The Original Space Farmers (3555-maybe 3561): A group of people living in a unique religious community in Pocatello, Idaho, leave their old life behind and travel to the site of a planned space farm near Alpha Centauri. (These people are supposed to be the descendants of the young girl who’s the narrator of my long-aborted journal-form series starting in 1840 in Plymouth, Massachusetts, and moving to a pioneer community in Idaho. The girl runs away from home, gathers together her sweetheart and a bunch of relatives, and they cross all these thousands of miles in only a few months by wagon train. Yeah, right. The name for someone practicing the religion they start is called Neuligenie [hope I spelt it right]. It’s supposed to be pronounced like “New Religion-ee,” only the R is silent. It’s basically a create your own religion, taking whatever you like from any religion you want and mixing it all together as suits your fancy. Sounds like organized chaos now.)

Space Farm (5553-57): By now the space farm is well-established, and the space farming community is thriving. (I had a real fascination with farming at that age and wanted to be one myself. I was under the very naïve impression that as a farmer, I wouldn’t have to pay for anything, since I’d be growing all my own food!)

Ghost Planet (28,701-05): Most people now live in space, and only a few scattered families and communities still exist on Earth. The main family lives next door to a family who used to live on Pluto and who are planning to move back, meaning they’ll soon be the only living people for thousands of miles.

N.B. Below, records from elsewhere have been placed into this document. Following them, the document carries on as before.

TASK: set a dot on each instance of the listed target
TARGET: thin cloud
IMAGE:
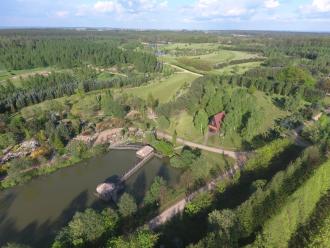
(271, 4)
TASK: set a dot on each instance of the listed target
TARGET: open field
(163, 90)
(14, 75)
(210, 57)
(237, 69)
(184, 126)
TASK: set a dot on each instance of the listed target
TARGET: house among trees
(216, 121)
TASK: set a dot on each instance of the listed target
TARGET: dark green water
(34, 212)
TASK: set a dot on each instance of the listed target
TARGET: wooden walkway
(139, 165)
(178, 207)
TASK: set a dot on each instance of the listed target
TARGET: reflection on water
(34, 212)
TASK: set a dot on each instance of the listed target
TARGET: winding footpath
(178, 207)
(183, 70)
(230, 153)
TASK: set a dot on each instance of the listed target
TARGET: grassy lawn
(220, 161)
(174, 46)
(184, 126)
(223, 56)
(104, 76)
(327, 100)
(84, 106)
(15, 75)
(237, 69)
(163, 90)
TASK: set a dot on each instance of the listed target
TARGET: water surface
(34, 212)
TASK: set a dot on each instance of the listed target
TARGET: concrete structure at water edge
(109, 190)
(216, 121)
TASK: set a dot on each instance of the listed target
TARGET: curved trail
(183, 70)
(230, 153)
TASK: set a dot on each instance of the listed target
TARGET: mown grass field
(163, 90)
(297, 209)
(205, 63)
(184, 125)
(15, 75)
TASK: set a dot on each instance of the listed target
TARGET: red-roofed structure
(216, 121)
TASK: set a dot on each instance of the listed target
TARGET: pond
(32, 213)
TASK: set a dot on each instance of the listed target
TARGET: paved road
(232, 154)
(178, 207)
(184, 70)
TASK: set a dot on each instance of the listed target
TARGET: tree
(85, 228)
(78, 149)
(15, 245)
(140, 239)
(164, 123)
(174, 138)
(199, 204)
(226, 227)
(156, 191)
(127, 205)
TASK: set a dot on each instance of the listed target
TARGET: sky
(290, 15)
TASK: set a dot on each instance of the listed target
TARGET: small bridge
(109, 191)
(139, 165)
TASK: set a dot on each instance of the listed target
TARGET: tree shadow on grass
(36, 234)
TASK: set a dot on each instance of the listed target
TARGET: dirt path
(178, 207)
(232, 154)
(183, 70)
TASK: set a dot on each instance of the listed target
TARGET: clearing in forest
(165, 89)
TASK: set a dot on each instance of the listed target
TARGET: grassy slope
(298, 208)
(15, 75)
(183, 124)
(240, 68)
(164, 90)
(221, 56)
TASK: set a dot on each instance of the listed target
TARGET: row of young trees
(39, 88)
(234, 227)
(25, 53)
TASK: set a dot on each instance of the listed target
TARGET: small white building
(106, 191)
(144, 152)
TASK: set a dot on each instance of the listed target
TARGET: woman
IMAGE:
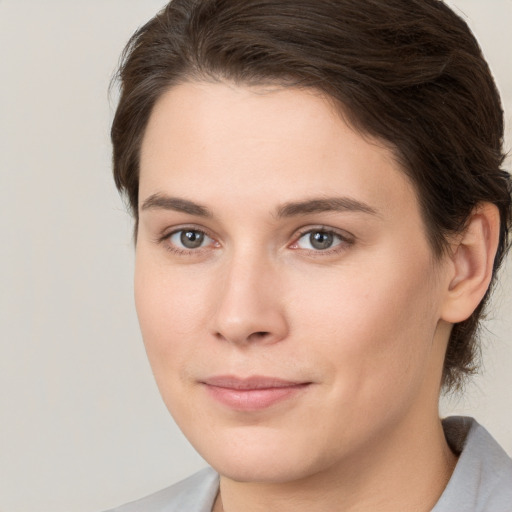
(320, 212)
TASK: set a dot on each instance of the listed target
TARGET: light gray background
(82, 427)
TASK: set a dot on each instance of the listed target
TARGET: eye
(189, 239)
(319, 240)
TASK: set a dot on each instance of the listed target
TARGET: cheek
(169, 309)
(374, 324)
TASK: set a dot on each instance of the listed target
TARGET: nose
(250, 306)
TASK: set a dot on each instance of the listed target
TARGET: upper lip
(253, 382)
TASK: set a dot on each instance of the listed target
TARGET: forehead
(263, 144)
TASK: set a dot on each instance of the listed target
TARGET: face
(287, 295)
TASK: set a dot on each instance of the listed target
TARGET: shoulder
(482, 479)
(194, 494)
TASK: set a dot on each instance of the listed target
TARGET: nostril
(260, 334)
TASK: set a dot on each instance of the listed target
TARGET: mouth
(252, 393)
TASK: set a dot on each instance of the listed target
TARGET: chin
(262, 457)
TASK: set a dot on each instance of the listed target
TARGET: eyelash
(345, 240)
(165, 241)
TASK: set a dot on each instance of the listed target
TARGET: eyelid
(164, 239)
(346, 238)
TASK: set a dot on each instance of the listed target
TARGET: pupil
(320, 240)
(191, 239)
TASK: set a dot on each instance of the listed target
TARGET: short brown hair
(409, 72)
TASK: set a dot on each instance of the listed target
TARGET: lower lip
(254, 399)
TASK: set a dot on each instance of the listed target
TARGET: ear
(471, 263)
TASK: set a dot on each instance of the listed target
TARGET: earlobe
(472, 260)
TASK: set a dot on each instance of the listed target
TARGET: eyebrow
(291, 209)
(329, 204)
(164, 202)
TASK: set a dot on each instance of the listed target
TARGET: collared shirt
(481, 481)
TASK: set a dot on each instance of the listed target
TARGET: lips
(252, 393)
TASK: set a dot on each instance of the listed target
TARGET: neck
(407, 471)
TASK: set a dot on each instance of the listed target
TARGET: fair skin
(280, 249)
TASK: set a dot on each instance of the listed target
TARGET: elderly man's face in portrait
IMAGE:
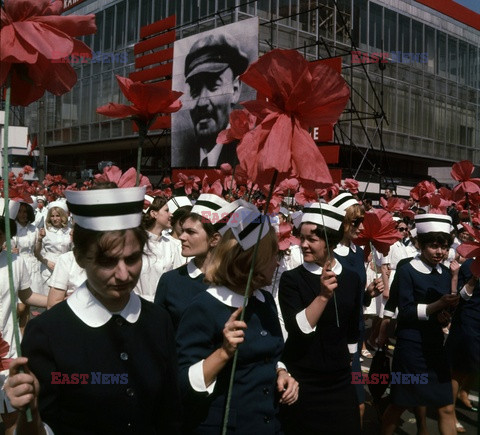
(213, 95)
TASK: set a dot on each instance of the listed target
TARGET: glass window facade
(431, 82)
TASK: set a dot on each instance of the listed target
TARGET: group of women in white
(297, 343)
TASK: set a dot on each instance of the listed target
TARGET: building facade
(414, 74)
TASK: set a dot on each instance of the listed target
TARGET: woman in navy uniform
(352, 256)
(424, 286)
(200, 235)
(320, 302)
(104, 358)
(463, 343)
(209, 334)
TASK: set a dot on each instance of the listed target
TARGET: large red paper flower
(285, 237)
(298, 95)
(422, 192)
(379, 228)
(35, 41)
(471, 249)
(127, 179)
(461, 172)
(188, 182)
(148, 100)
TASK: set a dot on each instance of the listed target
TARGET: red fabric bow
(471, 249)
(127, 179)
(36, 39)
(379, 228)
(285, 237)
(298, 95)
(461, 172)
(148, 100)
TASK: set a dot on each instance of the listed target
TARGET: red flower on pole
(36, 39)
(298, 95)
(148, 100)
(461, 172)
(285, 237)
(188, 182)
(351, 185)
(422, 192)
(241, 122)
(114, 174)
(471, 249)
(379, 229)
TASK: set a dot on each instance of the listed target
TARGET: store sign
(69, 4)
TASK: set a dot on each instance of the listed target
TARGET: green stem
(8, 236)
(245, 299)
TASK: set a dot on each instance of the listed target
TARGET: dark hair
(147, 220)
(206, 224)
(334, 237)
(180, 213)
(13, 226)
(84, 239)
(30, 212)
(434, 237)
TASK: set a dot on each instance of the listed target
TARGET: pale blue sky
(474, 5)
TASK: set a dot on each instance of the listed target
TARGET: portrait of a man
(212, 89)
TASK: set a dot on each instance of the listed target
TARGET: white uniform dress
(157, 259)
(25, 241)
(21, 281)
(287, 262)
(57, 241)
(67, 275)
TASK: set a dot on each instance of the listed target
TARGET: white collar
(193, 270)
(421, 267)
(230, 298)
(317, 269)
(91, 311)
(212, 155)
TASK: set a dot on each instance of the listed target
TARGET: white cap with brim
(344, 200)
(207, 205)
(246, 223)
(60, 204)
(13, 207)
(107, 209)
(433, 223)
(325, 215)
(176, 202)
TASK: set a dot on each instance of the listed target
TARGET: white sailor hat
(207, 205)
(58, 203)
(13, 207)
(296, 217)
(325, 215)
(246, 223)
(176, 202)
(344, 200)
(107, 209)
(433, 223)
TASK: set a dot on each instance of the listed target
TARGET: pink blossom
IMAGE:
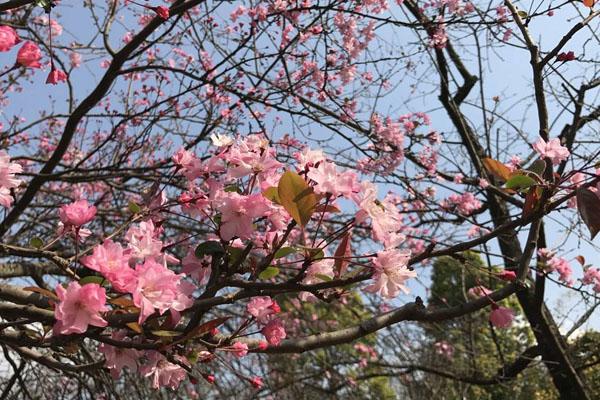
(552, 150)
(8, 38)
(256, 382)
(239, 349)
(330, 180)
(238, 213)
(195, 268)
(119, 357)
(386, 220)
(29, 55)
(8, 180)
(274, 332)
(75, 59)
(501, 317)
(77, 213)
(262, 308)
(162, 371)
(390, 273)
(112, 261)
(159, 288)
(55, 76)
(142, 241)
(78, 307)
(507, 275)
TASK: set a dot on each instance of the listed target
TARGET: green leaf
(285, 251)
(36, 242)
(272, 194)
(519, 182)
(209, 248)
(269, 272)
(134, 207)
(92, 279)
(297, 197)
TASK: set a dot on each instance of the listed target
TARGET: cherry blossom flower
(161, 11)
(78, 307)
(330, 181)
(501, 317)
(239, 349)
(8, 38)
(119, 357)
(29, 55)
(262, 308)
(238, 213)
(390, 273)
(112, 261)
(478, 291)
(552, 150)
(161, 371)
(274, 332)
(77, 213)
(55, 76)
(159, 288)
(196, 268)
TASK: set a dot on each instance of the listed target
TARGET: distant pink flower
(501, 317)
(478, 291)
(390, 273)
(78, 307)
(55, 76)
(386, 220)
(77, 213)
(119, 357)
(239, 349)
(159, 288)
(143, 242)
(29, 55)
(262, 308)
(161, 371)
(111, 260)
(238, 213)
(8, 180)
(162, 12)
(330, 180)
(552, 150)
(507, 275)
(75, 59)
(8, 38)
(274, 332)
(256, 382)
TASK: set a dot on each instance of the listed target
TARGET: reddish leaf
(496, 168)
(342, 251)
(588, 205)
(43, 292)
(296, 197)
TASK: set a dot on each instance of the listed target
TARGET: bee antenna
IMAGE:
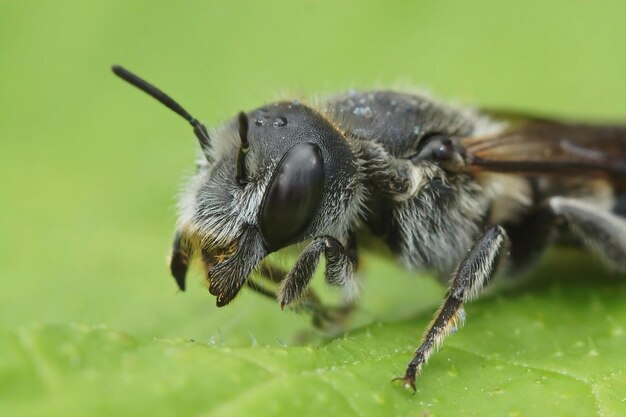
(243, 148)
(198, 128)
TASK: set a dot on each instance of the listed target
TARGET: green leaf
(546, 350)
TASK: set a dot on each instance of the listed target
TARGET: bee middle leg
(473, 273)
(324, 317)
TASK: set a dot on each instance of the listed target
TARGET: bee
(464, 193)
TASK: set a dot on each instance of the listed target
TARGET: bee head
(275, 176)
(267, 179)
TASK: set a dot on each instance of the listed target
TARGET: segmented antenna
(198, 128)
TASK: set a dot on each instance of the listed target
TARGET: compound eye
(436, 147)
(293, 195)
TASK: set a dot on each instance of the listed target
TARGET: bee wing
(544, 146)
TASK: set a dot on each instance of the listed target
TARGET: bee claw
(407, 381)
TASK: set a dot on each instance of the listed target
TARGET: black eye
(436, 147)
(293, 195)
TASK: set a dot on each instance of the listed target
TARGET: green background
(92, 323)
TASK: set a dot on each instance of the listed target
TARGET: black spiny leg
(473, 273)
(339, 270)
(323, 316)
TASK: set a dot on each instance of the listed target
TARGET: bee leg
(322, 316)
(600, 231)
(339, 270)
(473, 273)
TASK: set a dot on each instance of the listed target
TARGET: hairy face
(300, 180)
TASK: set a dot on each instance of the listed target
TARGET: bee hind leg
(600, 231)
(471, 276)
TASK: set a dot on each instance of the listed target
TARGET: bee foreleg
(323, 316)
(474, 272)
(339, 270)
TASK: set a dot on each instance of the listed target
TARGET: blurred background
(91, 167)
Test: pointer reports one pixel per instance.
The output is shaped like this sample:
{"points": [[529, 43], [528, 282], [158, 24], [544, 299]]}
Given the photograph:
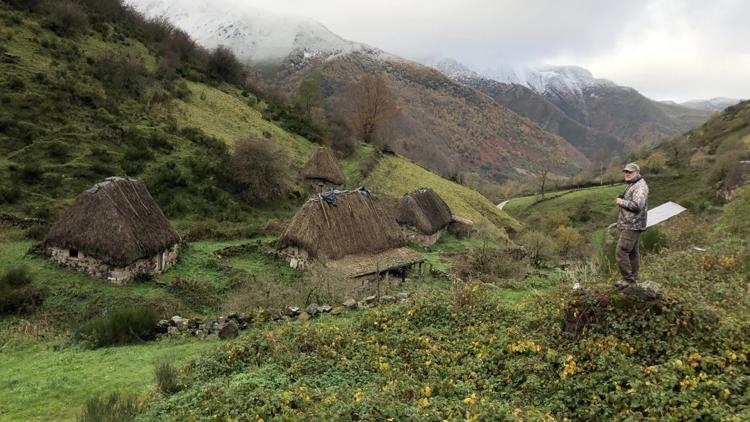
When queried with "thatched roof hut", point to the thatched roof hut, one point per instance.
{"points": [[323, 166], [424, 210], [116, 221], [356, 224], [350, 231]]}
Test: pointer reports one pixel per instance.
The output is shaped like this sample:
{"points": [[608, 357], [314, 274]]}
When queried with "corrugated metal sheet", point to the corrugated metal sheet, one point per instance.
{"points": [[663, 212]]}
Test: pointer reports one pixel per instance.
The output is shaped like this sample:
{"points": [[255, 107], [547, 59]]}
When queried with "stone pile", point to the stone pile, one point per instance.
{"points": [[229, 327], [225, 327]]}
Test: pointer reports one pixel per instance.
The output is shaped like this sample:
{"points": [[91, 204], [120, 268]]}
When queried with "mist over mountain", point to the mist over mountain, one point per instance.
{"points": [[713, 104], [443, 125], [596, 115]]}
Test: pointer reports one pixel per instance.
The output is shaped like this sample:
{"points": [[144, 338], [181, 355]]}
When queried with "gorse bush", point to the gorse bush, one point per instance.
{"points": [[17, 294], [66, 18], [119, 326], [122, 75], [259, 169], [223, 65], [166, 377], [468, 354]]}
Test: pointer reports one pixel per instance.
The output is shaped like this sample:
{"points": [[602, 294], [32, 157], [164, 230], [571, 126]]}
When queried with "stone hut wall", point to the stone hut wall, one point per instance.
{"points": [[115, 275], [296, 257], [413, 236]]}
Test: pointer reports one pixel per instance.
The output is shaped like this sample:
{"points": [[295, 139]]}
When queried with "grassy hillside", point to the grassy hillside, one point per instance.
{"points": [[395, 176]]}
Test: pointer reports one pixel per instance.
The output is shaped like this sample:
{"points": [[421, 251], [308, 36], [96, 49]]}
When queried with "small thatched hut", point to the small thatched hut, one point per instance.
{"points": [[322, 171], [424, 216], [114, 231], [347, 230]]}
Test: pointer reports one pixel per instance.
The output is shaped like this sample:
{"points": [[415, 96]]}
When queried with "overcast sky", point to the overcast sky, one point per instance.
{"points": [[667, 49]]}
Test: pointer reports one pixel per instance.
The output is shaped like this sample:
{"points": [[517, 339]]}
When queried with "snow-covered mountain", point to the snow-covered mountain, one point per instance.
{"points": [[540, 79], [591, 113], [254, 35], [714, 104]]}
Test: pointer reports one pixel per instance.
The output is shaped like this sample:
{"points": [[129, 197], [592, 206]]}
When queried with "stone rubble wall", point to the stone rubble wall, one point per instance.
{"points": [[115, 275], [228, 327], [295, 256], [413, 236]]}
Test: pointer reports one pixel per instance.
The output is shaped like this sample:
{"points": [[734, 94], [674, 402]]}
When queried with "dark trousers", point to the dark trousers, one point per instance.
{"points": [[628, 258]]}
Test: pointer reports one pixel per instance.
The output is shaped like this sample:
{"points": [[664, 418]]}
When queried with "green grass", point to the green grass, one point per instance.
{"points": [[40, 383], [263, 265], [494, 353], [438, 255], [350, 165], [75, 297], [598, 202], [227, 116], [395, 176]]}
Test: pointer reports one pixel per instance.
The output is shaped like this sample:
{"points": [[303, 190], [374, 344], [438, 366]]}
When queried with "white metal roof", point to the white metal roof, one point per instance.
{"points": [[663, 212]]}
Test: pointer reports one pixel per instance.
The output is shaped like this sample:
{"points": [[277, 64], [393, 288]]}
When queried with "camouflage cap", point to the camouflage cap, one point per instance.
{"points": [[631, 167]]}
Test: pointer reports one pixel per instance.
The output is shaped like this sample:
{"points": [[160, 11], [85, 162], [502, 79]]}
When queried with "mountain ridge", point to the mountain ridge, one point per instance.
{"points": [[444, 125]]}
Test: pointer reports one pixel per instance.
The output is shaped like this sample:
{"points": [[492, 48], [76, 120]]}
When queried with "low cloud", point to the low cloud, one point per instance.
{"points": [[668, 49]]}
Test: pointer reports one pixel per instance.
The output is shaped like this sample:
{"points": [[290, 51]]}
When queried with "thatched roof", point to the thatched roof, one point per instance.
{"points": [[323, 166], [357, 224], [424, 210], [360, 265], [116, 221]]}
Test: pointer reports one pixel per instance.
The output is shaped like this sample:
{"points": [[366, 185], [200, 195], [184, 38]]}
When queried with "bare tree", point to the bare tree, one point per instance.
{"points": [[368, 105], [541, 180]]}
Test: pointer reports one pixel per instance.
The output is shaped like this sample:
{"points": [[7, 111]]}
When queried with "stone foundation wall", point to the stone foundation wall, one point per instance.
{"points": [[413, 236], [115, 275], [296, 257]]}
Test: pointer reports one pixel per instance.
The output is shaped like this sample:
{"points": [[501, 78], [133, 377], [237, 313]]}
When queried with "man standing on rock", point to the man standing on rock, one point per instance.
{"points": [[631, 222]]}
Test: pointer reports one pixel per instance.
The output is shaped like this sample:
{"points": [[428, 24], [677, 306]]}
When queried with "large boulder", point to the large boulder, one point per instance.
{"points": [[645, 291]]}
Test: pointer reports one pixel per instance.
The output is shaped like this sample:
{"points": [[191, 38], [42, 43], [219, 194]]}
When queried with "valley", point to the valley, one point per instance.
{"points": [[382, 283]]}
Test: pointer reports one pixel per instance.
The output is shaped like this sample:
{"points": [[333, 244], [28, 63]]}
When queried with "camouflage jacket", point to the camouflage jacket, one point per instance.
{"points": [[634, 207]]}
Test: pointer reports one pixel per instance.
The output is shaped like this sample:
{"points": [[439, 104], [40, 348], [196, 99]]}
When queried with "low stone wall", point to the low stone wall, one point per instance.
{"points": [[115, 275], [413, 236], [14, 221]]}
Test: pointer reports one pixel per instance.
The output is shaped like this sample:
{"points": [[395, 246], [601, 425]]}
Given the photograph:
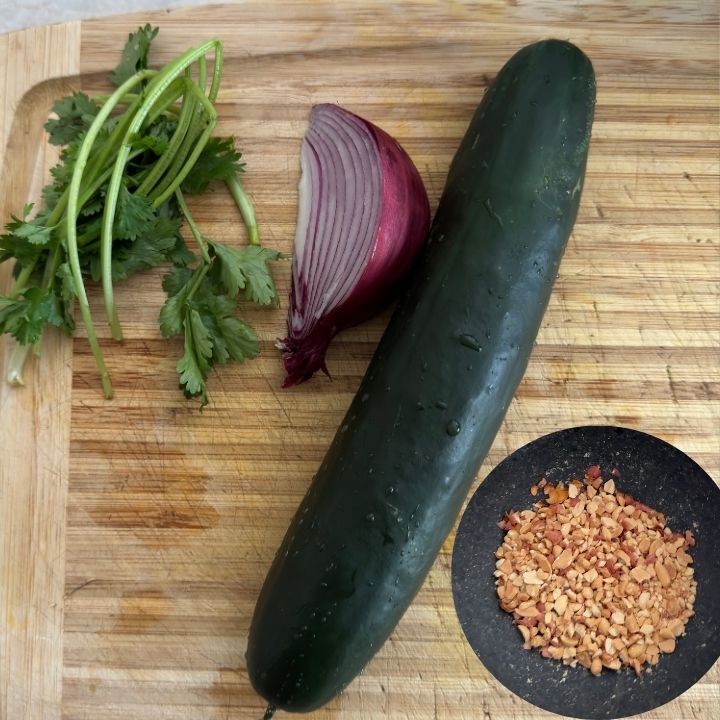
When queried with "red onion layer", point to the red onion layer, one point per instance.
{"points": [[363, 217]]}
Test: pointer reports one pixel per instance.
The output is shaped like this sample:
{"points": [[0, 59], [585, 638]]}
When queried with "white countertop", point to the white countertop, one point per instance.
{"points": [[16, 15]]}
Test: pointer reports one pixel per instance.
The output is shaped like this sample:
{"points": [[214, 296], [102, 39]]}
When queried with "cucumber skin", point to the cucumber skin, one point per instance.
{"points": [[395, 476]]}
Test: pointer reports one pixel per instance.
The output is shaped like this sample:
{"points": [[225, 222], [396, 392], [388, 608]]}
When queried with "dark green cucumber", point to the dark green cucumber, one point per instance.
{"points": [[436, 391]]}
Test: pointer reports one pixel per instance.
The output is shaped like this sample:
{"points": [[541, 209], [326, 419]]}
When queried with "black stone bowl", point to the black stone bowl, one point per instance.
{"points": [[654, 473]]}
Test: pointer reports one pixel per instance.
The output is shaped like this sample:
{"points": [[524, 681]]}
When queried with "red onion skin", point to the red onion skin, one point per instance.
{"points": [[402, 231]]}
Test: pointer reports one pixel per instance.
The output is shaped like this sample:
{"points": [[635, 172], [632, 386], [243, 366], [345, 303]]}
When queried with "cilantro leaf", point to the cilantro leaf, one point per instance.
{"points": [[25, 240], [219, 160], [134, 55], [34, 231], [25, 317], [75, 114], [134, 215], [195, 363], [247, 269]]}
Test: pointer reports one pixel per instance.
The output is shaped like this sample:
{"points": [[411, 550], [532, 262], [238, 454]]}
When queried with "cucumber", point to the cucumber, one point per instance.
{"points": [[435, 393]]}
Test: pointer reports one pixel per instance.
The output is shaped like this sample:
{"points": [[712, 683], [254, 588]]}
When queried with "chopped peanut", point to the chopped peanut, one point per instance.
{"points": [[594, 577]]}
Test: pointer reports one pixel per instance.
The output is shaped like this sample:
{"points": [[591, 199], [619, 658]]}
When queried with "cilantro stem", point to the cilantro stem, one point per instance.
{"points": [[199, 239], [73, 211], [22, 278], [15, 366], [153, 91], [189, 163], [186, 113], [245, 207], [200, 274]]}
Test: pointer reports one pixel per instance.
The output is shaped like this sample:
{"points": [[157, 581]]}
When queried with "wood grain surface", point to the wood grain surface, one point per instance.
{"points": [[135, 534]]}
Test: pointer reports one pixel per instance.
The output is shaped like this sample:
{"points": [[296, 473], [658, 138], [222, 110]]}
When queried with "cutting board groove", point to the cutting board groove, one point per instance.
{"points": [[135, 534]]}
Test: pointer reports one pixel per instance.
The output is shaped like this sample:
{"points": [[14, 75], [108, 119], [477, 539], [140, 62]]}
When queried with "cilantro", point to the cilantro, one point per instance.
{"points": [[134, 55], [247, 269], [74, 116], [24, 318], [194, 365], [135, 150], [135, 214], [218, 161]]}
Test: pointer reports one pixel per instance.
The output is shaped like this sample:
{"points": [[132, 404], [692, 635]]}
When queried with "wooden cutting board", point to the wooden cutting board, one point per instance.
{"points": [[134, 534]]}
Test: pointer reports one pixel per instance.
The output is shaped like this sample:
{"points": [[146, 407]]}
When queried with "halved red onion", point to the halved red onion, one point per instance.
{"points": [[363, 217]]}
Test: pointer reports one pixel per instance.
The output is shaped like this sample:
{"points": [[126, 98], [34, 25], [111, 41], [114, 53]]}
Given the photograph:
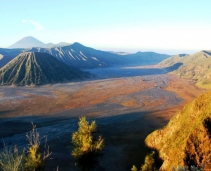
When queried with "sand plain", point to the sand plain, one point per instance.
{"points": [[127, 104]]}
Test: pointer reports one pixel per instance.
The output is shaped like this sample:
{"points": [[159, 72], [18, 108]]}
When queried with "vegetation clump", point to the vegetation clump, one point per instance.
{"points": [[88, 145], [29, 159]]}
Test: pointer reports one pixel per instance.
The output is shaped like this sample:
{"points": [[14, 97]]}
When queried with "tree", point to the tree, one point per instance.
{"points": [[87, 144], [149, 163], [35, 160]]}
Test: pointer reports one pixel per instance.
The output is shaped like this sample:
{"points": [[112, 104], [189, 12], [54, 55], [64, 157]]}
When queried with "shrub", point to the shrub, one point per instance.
{"points": [[11, 159], [35, 160], [149, 163], [87, 144], [185, 168]]}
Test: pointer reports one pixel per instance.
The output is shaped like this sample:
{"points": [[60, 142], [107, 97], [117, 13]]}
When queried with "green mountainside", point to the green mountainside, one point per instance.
{"points": [[34, 68], [196, 66], [186, 140]]}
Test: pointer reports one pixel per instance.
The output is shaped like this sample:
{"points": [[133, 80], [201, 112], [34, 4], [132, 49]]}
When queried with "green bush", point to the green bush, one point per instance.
{"points": [[11, 159], [30, 159], [87, 144]]}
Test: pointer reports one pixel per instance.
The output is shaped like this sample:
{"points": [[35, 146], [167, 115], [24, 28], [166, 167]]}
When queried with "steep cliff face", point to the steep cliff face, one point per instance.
{"points": [[35, 68], [186, 140]]}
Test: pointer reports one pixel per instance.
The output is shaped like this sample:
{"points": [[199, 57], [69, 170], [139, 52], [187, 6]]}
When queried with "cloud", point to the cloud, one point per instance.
{"points": [[38, 26]]}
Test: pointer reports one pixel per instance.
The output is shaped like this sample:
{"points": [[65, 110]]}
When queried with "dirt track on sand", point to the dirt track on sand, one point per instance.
{"points": [[126, 110]]}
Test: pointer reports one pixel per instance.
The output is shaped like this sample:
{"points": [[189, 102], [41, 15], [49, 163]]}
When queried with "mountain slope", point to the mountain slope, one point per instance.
{"points": [[85, 57], [196, 66], [30, 42], [81, 56], [186, 140], [38, 68], [8, 54], [27, 42]]}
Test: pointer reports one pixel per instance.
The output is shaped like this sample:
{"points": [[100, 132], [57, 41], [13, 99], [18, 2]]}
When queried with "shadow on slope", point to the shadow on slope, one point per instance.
{"points": [[118, 72]]}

Escape from Great Dry Gulch (may be retitled Escape from Earth) (40,000,001,992-40,000,001,994): All the water on Earth has been dried up for the last ten billion years, and the Earth has narrowly escaped doom when the Sun turned into a Red Giant many eons ago. Everyone now lives under giant glass domes, with artificial water springs. When it’s discovered that the Earth’s water is going to come back in a huge gush, the people must get back onto the mainland in time. (I’m seriously thinking of restyling this one and making it about the people escaping from Earth in the time leading up to the Sun becoming a Red Giant. While I love the idea of having an opening scene showing the protagonist and her siblings looking up at the White Dwarf that used to be the Sun, in an eternally darkened sky, it’s just not scientifically accurate for all the water to just come back suddenly like that. It’s also debatable whether people in our current form will even still exist, or be living on Earth at all, that far into the future.)

Hazel’s World (85 trillion decktillion to 85 trillion decktillion five): My supposed descendant, Hazel M. the 98th, lives in an underground city deep beneath the Earth. The Sun has been gone for a staggering amount of time, and it’s not safe to go aboveground. Hazel decides to venture aboveground with some of the brave people who are making a new Sun and terraforming the barren Earth, and must decide what happens when the artificial Sun runs out. Will she stay and try to improve the situation, go back to her familiar life in the cave, or escape into space? (I actually had a few long-lost pages of this on printer paper from a dot matrix printer, with wide yellow sheets instead of normal-sized white ones. I wonder how many people of the current generation even know what a dot matrix printer is.)